Despite aggressive bidding by private industry, the county Board of Supervisors voted Tuesday to allow two county agencies to develop a methane-to-energy plant at the Palos Verdes landfill.
The board voted 4 to 1 to turn the potentially lucrative project over to the county engineer and county Sanitation Districts, rejecting bids from three private firms who insisted they could do a better job. Supervisor Mike Antonovich cast the dissenting vote without comment.
Under the plan adopted Tuesday, the county will find a private developer to design, finance and construct an energy plant at the landfill along Crenshaw Boulevard in Rolling Hills Estates.
After the plant is tested and has begun generating revenue, the county will lease the plant from the private developer for five to seven years. Then the plant will become county property and all profits will go to the county, officials said.
The plant, similar to one already run by the county at the Puente Hills landfill, will capture and convert to electricity the methane gas produced each day by decomposing garbage.
Costing $5,000 a Day
The methane is currently seeping from the landfill or being burned off, costing the county about $5,000 a day in lost revenues, according to Supervisor Pete Schabarum.
County officials, who last December estimated that the county could reap profits of $40 million to $54 million if the project was handled by county agencies, cut those estimates in half this week after conferring with the private bidders on technical aspects of the project.
County Administrative Officer James Hankla said the project is expected to bring the county $21 million over 16 years. He said Southern California Edison has already signed a letter of intent to purchase the electricity generated by the methane.

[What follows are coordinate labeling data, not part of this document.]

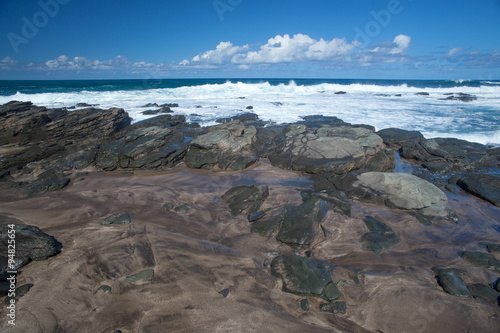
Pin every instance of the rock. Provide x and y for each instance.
(485, 292)
(302, 276)
(146, 274)
(20, 292)
(454, 154)
(380, 236)
(104, 288)
(245, 198)
(226, 146)
(304, 304)
(117, 218)
(299, 223)
(395, 137)
(451, 281)
(168, 206)
(494, 152)
(314, 146)
(482, 259)
(336, 307)
(182, 208)
(224, 292)
(486, 187)
(244, 117)
(143, 148)
(459, 97)
(399, 190)
(31, 242)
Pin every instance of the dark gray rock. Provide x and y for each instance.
(459, 97)
(323, 145)
(335, 307)
(303, 276)
(143, 275)
(299, 223)
(486, 187)
(485, 292)
(451, 281)
(395, 137)
(227, 146)
(245, 198)
(452, 154)
(485, 260)
(31, 242)
(117, 218)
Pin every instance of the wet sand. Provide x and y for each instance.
(196, 254)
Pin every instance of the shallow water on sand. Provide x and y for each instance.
(200, 252)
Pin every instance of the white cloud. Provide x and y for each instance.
(295, 49)
(222, 54)
(454, 51)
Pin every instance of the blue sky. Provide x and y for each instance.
(401, 39)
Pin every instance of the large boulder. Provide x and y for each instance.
(443, 155)
(304, 276)
(399, 190)
(324, 148)
(227, 146)
(31, 242)
(486, 187)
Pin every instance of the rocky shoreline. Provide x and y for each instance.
(319, 234)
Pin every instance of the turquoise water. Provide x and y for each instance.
(381, 103)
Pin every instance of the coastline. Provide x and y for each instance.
(199, 251)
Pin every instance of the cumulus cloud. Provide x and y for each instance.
(7, 63)
(222, 54)
(454, 51)
(300, 48)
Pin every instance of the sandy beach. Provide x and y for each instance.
(197, 253)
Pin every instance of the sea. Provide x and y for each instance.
(407, 104)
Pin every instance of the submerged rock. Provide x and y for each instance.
(448, 154)
(245, 198)
(485, 260)
(146, 274)
(117, 218)
(226, 146)
(486, 187)
(335, 307)
(380, 236)
(451, 281)
(399, 190)
(304, 276)
(485, 292)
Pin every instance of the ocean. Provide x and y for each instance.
(380, 103)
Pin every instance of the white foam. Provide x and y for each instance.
(477, 121)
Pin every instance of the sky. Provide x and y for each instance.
(358, 39)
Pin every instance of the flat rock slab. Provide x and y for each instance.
(485, 292)
(117, 218)
(140, 276)
(245, 198)
(451, 281)
(485, 260)
(303, 276)
(380, 237)
(335, 307)
(31, 242)
(486, 187)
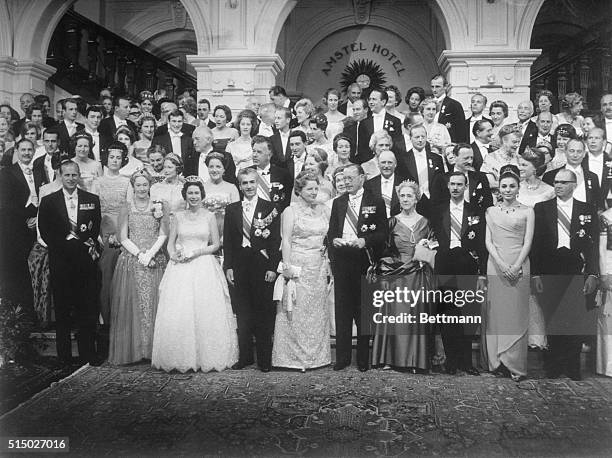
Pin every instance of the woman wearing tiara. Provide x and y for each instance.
(139, 270)
(195, 327)
(534, 190)
(506, 314)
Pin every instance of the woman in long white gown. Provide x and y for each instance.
(195, 327)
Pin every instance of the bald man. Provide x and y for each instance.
(384, 185)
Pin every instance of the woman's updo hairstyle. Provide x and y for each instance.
(194, 182)
(301, 180)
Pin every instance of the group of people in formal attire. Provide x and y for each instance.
(163, 231)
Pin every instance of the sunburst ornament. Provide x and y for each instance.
(363, 67)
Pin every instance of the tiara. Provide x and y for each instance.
(194, 179)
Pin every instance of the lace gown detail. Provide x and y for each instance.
(303, 341)
(134, 292)
(195, 327)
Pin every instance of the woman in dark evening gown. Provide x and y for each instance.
(407, 264)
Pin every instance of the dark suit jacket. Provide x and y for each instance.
(406, 166)
(107, 130)
(480, 191)
(593, 193)
(69, 256)
(232, 235)
(472, 232)
(279, 157)
(366, 128)
(64, 136)
(606, 180)
(374, 186)
(371, 226)
(453, 117)
(39, 170)
(529, 137)
(187, 129)
(282, 185)
(584, 238)
(188, 153)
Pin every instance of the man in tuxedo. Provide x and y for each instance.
(478, 102)
(19, 185)
(477, 190)
(352, 129)
(358, 222)
(278, 96)
(297, 143)
(597, 162)
(68, 127)
(281, 152)
(419, 164)
(379, 119)
(177, 142)
(203, 111)
(481, 146)
(587, 186)
(450, 112)
(354, 93)
(273, 183)
(42, 165)
(565, 247)
(538, 132)
(69, 223)
(108, 126)
(93, 118)
(385, 184)
(524, 111)
(459, 228)
(202, 143)
(251, 244)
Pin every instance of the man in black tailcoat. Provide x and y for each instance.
(565, 248)
(251, 243)
(358, 223)
(69, 223)
(461, 262)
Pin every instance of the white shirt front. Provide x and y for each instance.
(596, 165)
(265, 130)
(96, 139)
(176, 142)
(563, 237)
(354, 203)
(580, 191)
(248, 210)
(420, 158)
(29, 177)
(379, 120)
(386, 189)
(457, 212)
(473, 120)
(203, 168)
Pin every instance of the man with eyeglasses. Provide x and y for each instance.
(587, 185)
(564, 265)
(450, 111)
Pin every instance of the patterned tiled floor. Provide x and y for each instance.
(139, 411)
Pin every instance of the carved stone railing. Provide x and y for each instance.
(89, 57)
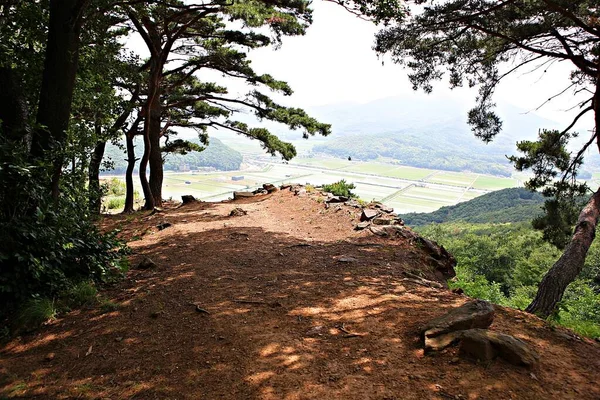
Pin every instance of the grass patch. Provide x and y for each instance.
(340, 188)
(113, 203)
(82, 294)
(37, 311)
(107, 306)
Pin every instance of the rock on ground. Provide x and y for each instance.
(486, 345)
(474, 314)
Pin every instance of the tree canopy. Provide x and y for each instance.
(479, 43)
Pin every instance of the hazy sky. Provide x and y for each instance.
(334, 62)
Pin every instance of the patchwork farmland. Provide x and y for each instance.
(406, 189)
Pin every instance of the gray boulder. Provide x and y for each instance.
(474, 314)
(368, 214)
(242, 195)
(486, 345)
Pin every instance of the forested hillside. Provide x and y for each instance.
(501, 257)
(216, 155)
(504, 263)
(507, 205)
(417, 150)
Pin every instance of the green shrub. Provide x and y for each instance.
(116, 187)
(340, 188)
(82, 294)
(45, 244)
(107, 306)
(35, 312)
(114, 203)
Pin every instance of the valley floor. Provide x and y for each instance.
(298, 306)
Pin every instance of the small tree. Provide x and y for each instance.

Hankla called the county's decreased profit estimates "very very conservative" and said that the county could net well over $21 million from the project. He said one problem in estimating revenue is that the county cannot determine exactly how long the landfill will continue to produce methane.

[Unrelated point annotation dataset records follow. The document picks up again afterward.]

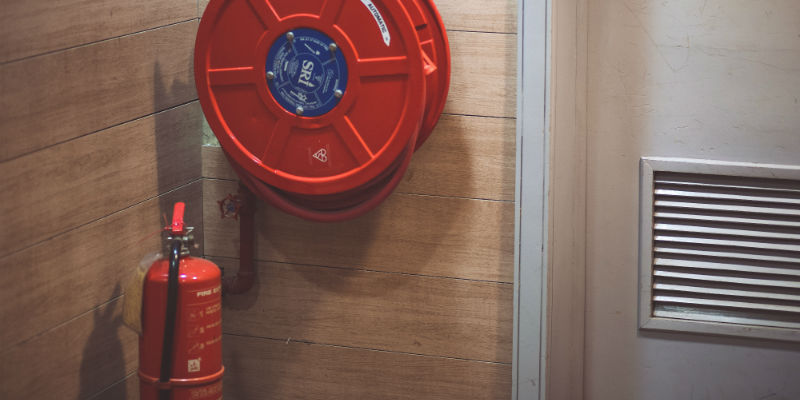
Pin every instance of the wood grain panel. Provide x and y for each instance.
(479, 15)
(215, 164)
(73, 273)
(375, 310)
(30, 27)
(484, 74)
(60, 96)
(85, 179)
(275, 370)
(424, 235)
(567, 253)
(72, 361)
(470, 15)
(471, 157)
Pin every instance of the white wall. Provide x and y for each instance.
(713, 79)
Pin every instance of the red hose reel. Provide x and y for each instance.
(320, 104)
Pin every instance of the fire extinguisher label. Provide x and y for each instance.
(306, 72)
(387, 37)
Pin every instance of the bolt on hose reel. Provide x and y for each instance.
(320, 104)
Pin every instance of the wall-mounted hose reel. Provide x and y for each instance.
(320, 104)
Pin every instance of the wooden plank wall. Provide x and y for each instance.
(101, 133)
(414, 300)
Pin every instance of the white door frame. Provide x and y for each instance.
(533, 110)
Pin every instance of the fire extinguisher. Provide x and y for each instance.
(180, 349)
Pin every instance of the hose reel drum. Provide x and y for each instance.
(320, 104)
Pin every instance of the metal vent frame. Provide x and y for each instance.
(689, 323)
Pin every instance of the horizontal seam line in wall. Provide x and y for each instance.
(479, 31)
(290, 340)
(59, 325)
(358, 269)
(78, 46)
(401, 192)
(116, 125)
(75, 228)
(106, 389)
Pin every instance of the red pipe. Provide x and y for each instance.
(245, 278)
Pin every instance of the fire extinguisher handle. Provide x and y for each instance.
(169, 320)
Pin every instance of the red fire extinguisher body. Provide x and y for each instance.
(196, 370)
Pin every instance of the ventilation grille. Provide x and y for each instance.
(726, 249)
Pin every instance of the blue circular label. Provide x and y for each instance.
(306, 72)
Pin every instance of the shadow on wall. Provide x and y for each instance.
(104, 356)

Even using conservative figures, Hankla said, the county will still make $6 million to $13 million more than if it turned the project over to one of the private firms.
But Robert Hatch, a spokesman for Cambrian Energy Systems, accused the county of using "a charade of numbers" in order to hang onto a project he says should be handled by private industry.

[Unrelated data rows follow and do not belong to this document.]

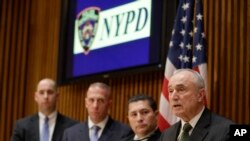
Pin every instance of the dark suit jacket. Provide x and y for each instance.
(113, 131)
(210, 127)
(27, 129)
(154, 137)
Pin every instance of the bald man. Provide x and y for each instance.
(31, 128)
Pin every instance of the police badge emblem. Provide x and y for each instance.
(87, 21)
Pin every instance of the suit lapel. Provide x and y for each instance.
(84, 132)
(107, 132)
(58, 128)
(34, 130)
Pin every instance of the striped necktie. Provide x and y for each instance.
(94, 136)
(185, 134)
(45, 130)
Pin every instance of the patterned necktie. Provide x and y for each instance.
(94, 136)
(45, 130)
(185, 134)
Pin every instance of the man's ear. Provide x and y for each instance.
(202, 95)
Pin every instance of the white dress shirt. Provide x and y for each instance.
(100, 124)
(52, 123)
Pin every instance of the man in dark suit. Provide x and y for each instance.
(186, 96)
(32, 128)
(142, 115)
(99, 126)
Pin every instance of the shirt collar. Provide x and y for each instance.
(100, 124)
(194, 120)
(53, 115)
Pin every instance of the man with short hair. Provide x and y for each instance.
(99, 126)
(46, 125)
(142, 116)
(186, 90)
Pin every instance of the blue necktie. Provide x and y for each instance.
(45, 130)
(94, 136)
(185, 134)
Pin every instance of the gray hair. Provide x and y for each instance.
(199, 80)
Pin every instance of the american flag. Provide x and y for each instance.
(186, 50)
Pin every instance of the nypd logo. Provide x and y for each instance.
(96, 28)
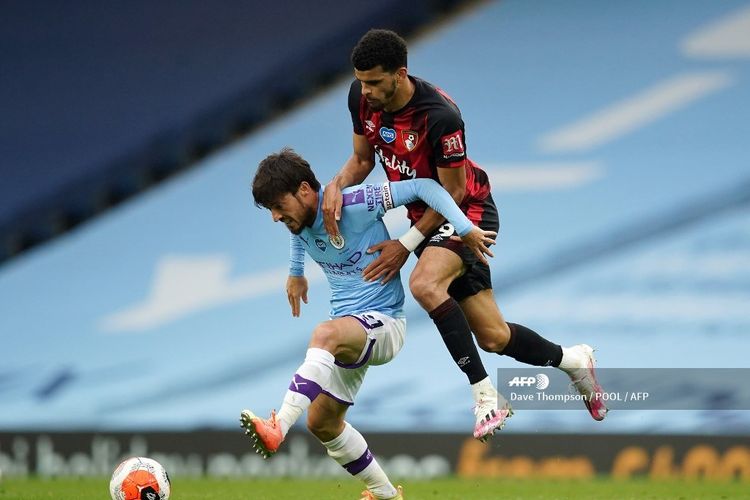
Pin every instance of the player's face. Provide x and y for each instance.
(378, 86)
(290, 210)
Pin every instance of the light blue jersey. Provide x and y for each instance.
(361, 226)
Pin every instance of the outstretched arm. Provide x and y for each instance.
(395, 252)
(354, 171)
(296, 283)
(438, 199)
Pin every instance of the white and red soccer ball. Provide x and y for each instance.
(140, 478)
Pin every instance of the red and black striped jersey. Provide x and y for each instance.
(424, 135)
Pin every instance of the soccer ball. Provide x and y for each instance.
(139, 478)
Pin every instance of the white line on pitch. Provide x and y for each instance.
(630, 114)
(727, 38)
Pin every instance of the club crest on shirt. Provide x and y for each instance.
(410, 139)
(388, 134)
(337, 241)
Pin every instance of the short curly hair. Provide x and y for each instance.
(281, 173)
(379, 47)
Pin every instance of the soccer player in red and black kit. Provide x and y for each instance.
(416, 130)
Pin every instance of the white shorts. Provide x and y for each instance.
(385, 337)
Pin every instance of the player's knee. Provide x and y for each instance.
(424, 290)
(325, 336)
(494, 339)
(322, 428)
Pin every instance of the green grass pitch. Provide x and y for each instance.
(446, 488)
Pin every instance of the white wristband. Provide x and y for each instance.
(411, 238)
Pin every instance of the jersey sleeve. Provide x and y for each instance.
(355, 98)
(432, 193)
(296, 256)
(362, 205)
(446, 135)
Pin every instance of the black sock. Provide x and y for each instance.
(527, 346)
(453, 327)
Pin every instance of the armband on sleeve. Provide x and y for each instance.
(296, 257)
(411, 238)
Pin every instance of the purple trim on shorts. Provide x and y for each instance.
(357, 466)
(306, 387)
(364, 360)
(337, 399)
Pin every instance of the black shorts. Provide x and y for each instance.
(477, 275)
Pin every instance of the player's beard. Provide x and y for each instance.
(379, 105)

He said the county asked private firms to bid on the project in 1983 and sought help from those knowledgeable in the industry to determine how much methane was trapped inside the old landfill.
Once the county got the information it needed from private firms, Hatch said, county officials rejected the bids.
'Left With Nothing'
"We feel we've been used," Hatch said. "Suggestions we have made on how to operate this plant have since been incorporated into the county's plan and we are left with nothing."
Supervisor Pete Schabarum said he was "sympathetic" toward the private firms who had bid on the project but noted that there was strong support within the county hierarchy to keep the project under county authority.
Need to Control Leaks
Citing estimates that the county is losing $5,000 every day, Schabarum said, "We've got to do something quickly, and the only game in town . . . is a joint county project."
In addition to earning bigger profits, Schabarum and other supervisors said, the county wants to keep the project because it is already responsible under state law for maintaining the site's environmental safety for the next 30 years.
Several county officials noted that even if the project were turned over to private developers, the county would still have to put up funds for control of methane leaks into surrounding neighborhoods.
Chuck Carry, a spokesman for the Sanitation Districts, said they have already spent $4 million to maintain the site, which was plagued by severe methane migration problems in the late 1970s.
Maintaining the site for the next 30 years is expected to cost about $20 million, Carry said.